How do I Restore when ICSP not working?

Hi everyone! I'm new to the Arduino but not micro controllers in general. I've had my nano for about a week now and have been playing with it using the both Arduino IDE and AVR studio. Things have been going great until today. I started messing around with counters and interrupts and I have put myself in quite the predicament. So now I'm hoping some expert help will prevent me from needing to buy a new one :).

Basically, what I've done is set up TIMER2 with a 1024 prescaler and an overflow interrupt. When the interrupt handler is called, I'm turning on some LEDs and delaying in order to verify the interrupt was called. Then I return to an empty busy loop in main and wait for the next overflow. I was programming this using AVR Studio and uploaded it via my AVRISP MKII and it ran fine.

However, now that I've uploaded this program, I can no longer connect to the Atmel to update the code. Every time I try to connect in AVR Sudio, it fails, even though I get the Green light on the AVRISP saying it has detected the chip. Should the AVRISP always be able to update the flash regardless of the program that's running? My first guess is that my interrupt handler is taking so long that by the time it exits, the overflow has already occurred again, and immediately calls the interrupt again. So there's no real "free" time for the micro to handle the ICSP connection. Would this constant interrupting prevent the ICSP from being able to communicate?

So I'm now stuck with these LEDs going crazy every time I power on the nano and I can't connect to fix the code. Is there a way I can stop the code from running or completely clear the flash without ICSP? How hosed am I? Be straight with me doc, I can take it...

-Thedigitalsean

OK so I fixed it. The problem was with my notebook not connecting the AVRISP over USB, not with the AVRISP connecting to the Atmel over ICSP. I did the #1 fix in Computer Engineering for Windows.... Restart. I love Vista sooooo much :slight_smile:

But, out of curiosity, what is the restore procedure for this things?

It should be pretty difficult to get the cpu in a state where ICSP doesn't work; I think you'd have to munge the "fuse" bits, which you can't do from a program (but can do from ICSP.) For example, you could turn off the RESET function of the pin, turning it into a general purpose IO. I think that at that point, your only recovery is "parallel programming" with a suitable programmer.

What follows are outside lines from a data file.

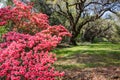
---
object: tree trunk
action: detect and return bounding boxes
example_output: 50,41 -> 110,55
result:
69,32 -> 78,46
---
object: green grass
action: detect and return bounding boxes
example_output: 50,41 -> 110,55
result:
53,43 -> 120,69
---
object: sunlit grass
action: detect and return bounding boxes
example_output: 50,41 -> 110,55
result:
53,43 -> 120,69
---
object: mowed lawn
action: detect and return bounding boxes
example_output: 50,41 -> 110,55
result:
53,43 -> 120,69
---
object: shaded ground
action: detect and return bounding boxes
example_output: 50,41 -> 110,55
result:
54,43 -> 120,80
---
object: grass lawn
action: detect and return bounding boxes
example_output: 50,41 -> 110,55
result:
53,43 -> 120,69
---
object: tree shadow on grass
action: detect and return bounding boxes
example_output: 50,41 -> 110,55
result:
55,50 -> 120,68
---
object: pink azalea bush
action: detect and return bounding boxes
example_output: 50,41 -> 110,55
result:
0,0 -> 71,80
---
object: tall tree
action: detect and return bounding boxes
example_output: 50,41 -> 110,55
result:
46,0 -> 120,45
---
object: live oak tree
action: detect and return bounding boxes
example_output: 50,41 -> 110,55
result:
46,0 -> 120,45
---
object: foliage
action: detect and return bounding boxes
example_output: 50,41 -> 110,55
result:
46,0 -> 120,45
0,0 -> 71,80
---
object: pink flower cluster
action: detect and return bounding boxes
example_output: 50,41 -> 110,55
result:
0,0 -> 71,80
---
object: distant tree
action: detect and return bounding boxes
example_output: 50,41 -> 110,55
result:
46,0 -> 120,45
82,19 -> 114,42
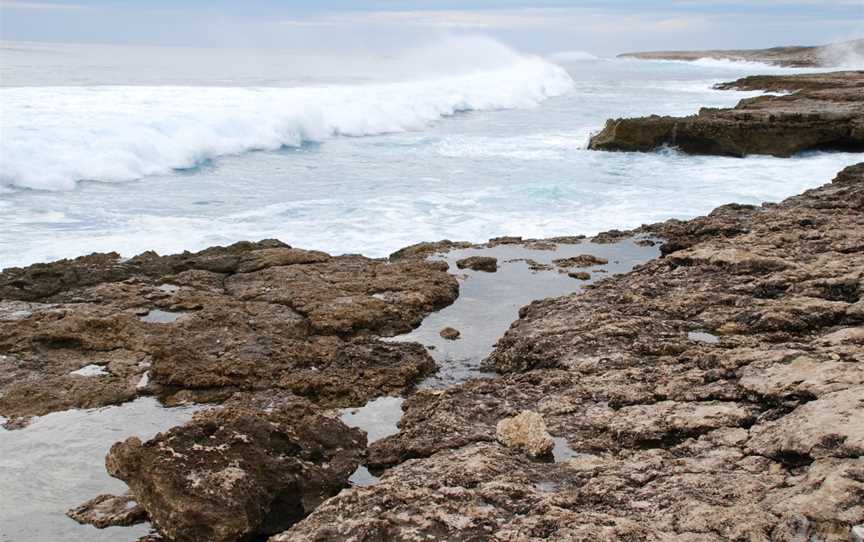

It would be annoying but possible, I think, to connect a parallel programmer to an ardunino using an SMT AVR; lots of jumpers to the appropriate PORT pins; much easier to pop out a DIP and put it in the programmer.

It's more common to somehow damaged the bootloader that most people use for loading the code into the arduino. And THAT can be fixed by using ICSP to erase and re-program the AVR.

Helpful info. It's good to know I'd have to try pretty hard to break it. Thanks.